So far I have implemented:
- A package that loads other classes given a path and name, using URLClassLoader
- A package that runs a JUnit test case and returns the results, using JUnitCore
The problem:
1. At first, how could I run the JUnit test against a class that does implement the interface when the test is designed to match the interface? How do I (at runtime) dictate that the instance being tested by the interface is the loaded class?
Is it possible to then extend this, such that I could i) verify that it does match the interface (I assume using Reflection to check for corresponding methods?) and then ii) modify that class such that it can be tested using the JUnit test class?
Thanks for any advice that might help towards part of this problem. I appreciate my description may be lacking, so please comment if you have any extra information that would help you give any answer!
You can do everything you want with the reflection API. It sounds like you should start with the tutorial, and then come back here for specific questions. Given a Class object you can check if it implements a given interface, create an instance of it, and then treat it like any other class.

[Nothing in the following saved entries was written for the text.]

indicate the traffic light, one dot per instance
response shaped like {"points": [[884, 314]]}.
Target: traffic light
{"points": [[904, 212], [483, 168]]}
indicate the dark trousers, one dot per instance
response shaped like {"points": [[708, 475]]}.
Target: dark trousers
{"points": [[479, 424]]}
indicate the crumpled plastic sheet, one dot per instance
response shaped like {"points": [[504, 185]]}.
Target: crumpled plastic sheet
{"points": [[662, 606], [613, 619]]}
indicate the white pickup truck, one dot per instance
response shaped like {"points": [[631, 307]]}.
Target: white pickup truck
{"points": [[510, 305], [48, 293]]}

Edit: I don't think I got that from your question, but in that case you are looking for the Proxy part of the reflection API.

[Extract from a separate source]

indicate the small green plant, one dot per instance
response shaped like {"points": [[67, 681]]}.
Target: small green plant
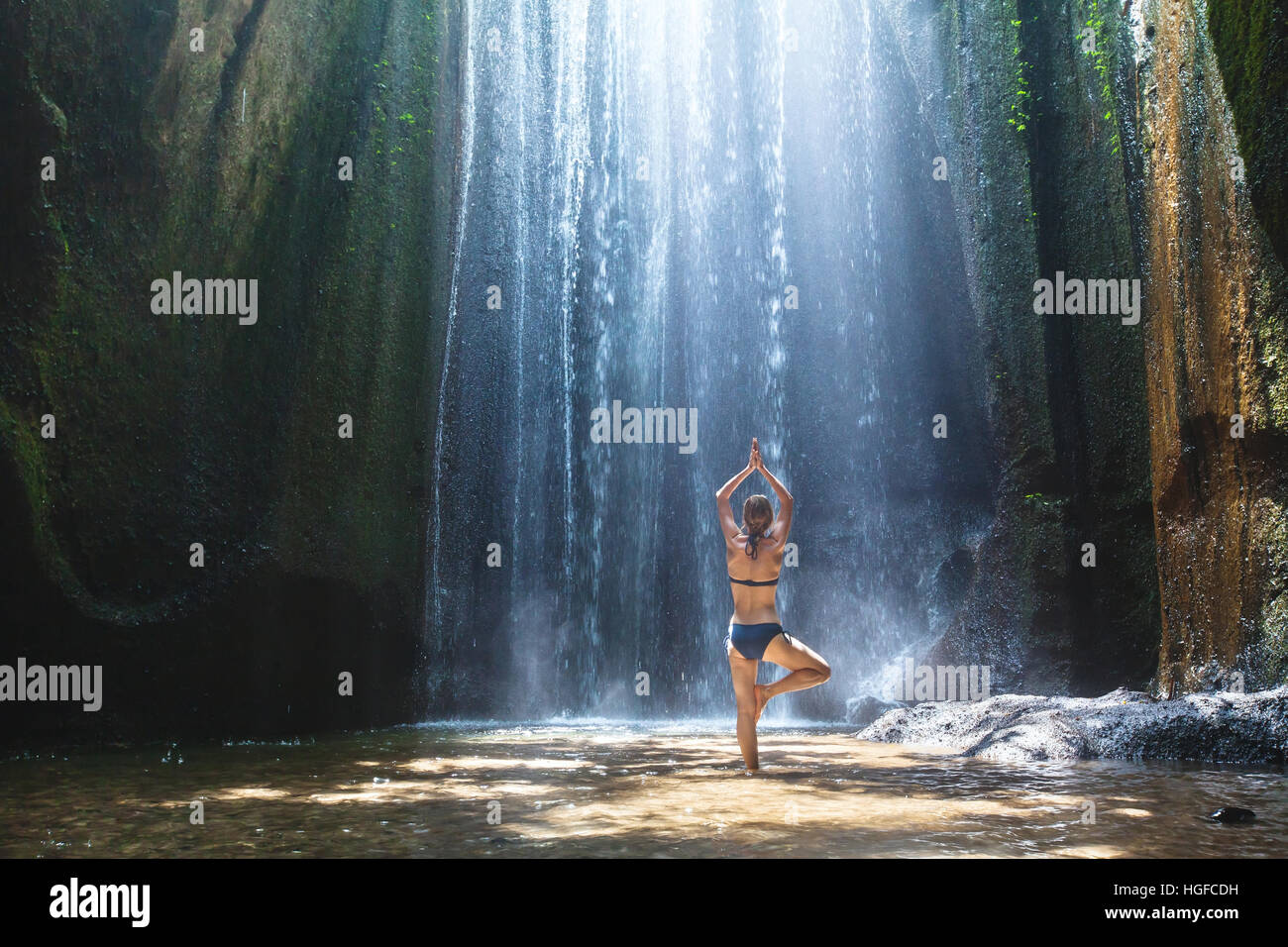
{"points": [[1104, 65], [1020, 118]]}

how could I run the JUnit test against
a class that does implement the
interface when the test is designed to
match the interface
Since you have the class you can use the isAssignableFrom method offered by the class such that
Class loadedJunitClass = clazz;
MyInterface impl = null;
if(MyInterface.class.isAssignableFrom(loadedJunitClass )){
impl = (MyInterface) loadedJunitClass.newInstance();
}
For the second question, you can check each method and see 1. If there exists a method with the same method name as defined in the interface, 2. If the method return type is the same from the interface and 3. If the method parameter types and length are the same. Of course 2 and 3 can be tricky to get right.
At that point I would just create an instance of that interface (anonymous or a private class), create a newInstance of that matching class. And invoke the methods through reflection within the interface's methods.

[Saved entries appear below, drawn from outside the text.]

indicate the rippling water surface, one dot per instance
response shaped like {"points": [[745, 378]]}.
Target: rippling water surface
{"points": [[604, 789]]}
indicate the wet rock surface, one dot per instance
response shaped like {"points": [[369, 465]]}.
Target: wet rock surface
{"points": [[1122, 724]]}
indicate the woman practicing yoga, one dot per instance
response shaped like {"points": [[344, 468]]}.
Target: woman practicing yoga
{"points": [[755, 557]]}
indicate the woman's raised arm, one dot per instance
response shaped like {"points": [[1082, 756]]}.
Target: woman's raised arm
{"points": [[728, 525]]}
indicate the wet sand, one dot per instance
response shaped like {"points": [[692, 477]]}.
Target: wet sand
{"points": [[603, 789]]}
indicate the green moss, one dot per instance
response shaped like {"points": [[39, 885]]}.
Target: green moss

Now that is how you can get it done with reflection. I am not advicating reflection as you can imagine :)
For the first part of your question; if you have the loaded Class instance for the class you want to test you can construct one with newInstance() if it has a default constructor, or via the getConstructor methods if you need to pass parameters. You should be able to get this Class instance from the class loader.
For the second part. You should be able to check the public methods via getMethods() (again on the Class instance) then look through the returned array for the methods you want. There are methods on the Method class that will return information about parameters, exceptions and return type to verify they are what you require.
However, I am pretty certain it is not possible to modify the class at runtime to add the interface. It might be possible by modifying the byte code, but I don't know about that.
An alternative would be to write your test to call all method via reflection, then it doesn't matter what the type of the object is just that it has the right methods (which you've already checked).
If you want to make arbitrary class to implement given interface at runtime if its public API matches the interface, you have several options in Java. Creating java.lang.Proxy to bridge the target class, exposing YourInterface is the easiest way.
YourInterface i = (YourInterface) Proxy.newProxyInstance(
this.getClass().getClassLoader(),
new Class[]{YourInterface.class},
new InvocationHandler() {
#Override
public Object invoke(Object o, Method method, Object[] objects) throws Throwable {
//run method on your target class here using reflection
}
});
You can also use mixins in AspectJ or subclass your target class using CGLIB and add interface at runtime. But the proxy approach is not that hard-core to implement.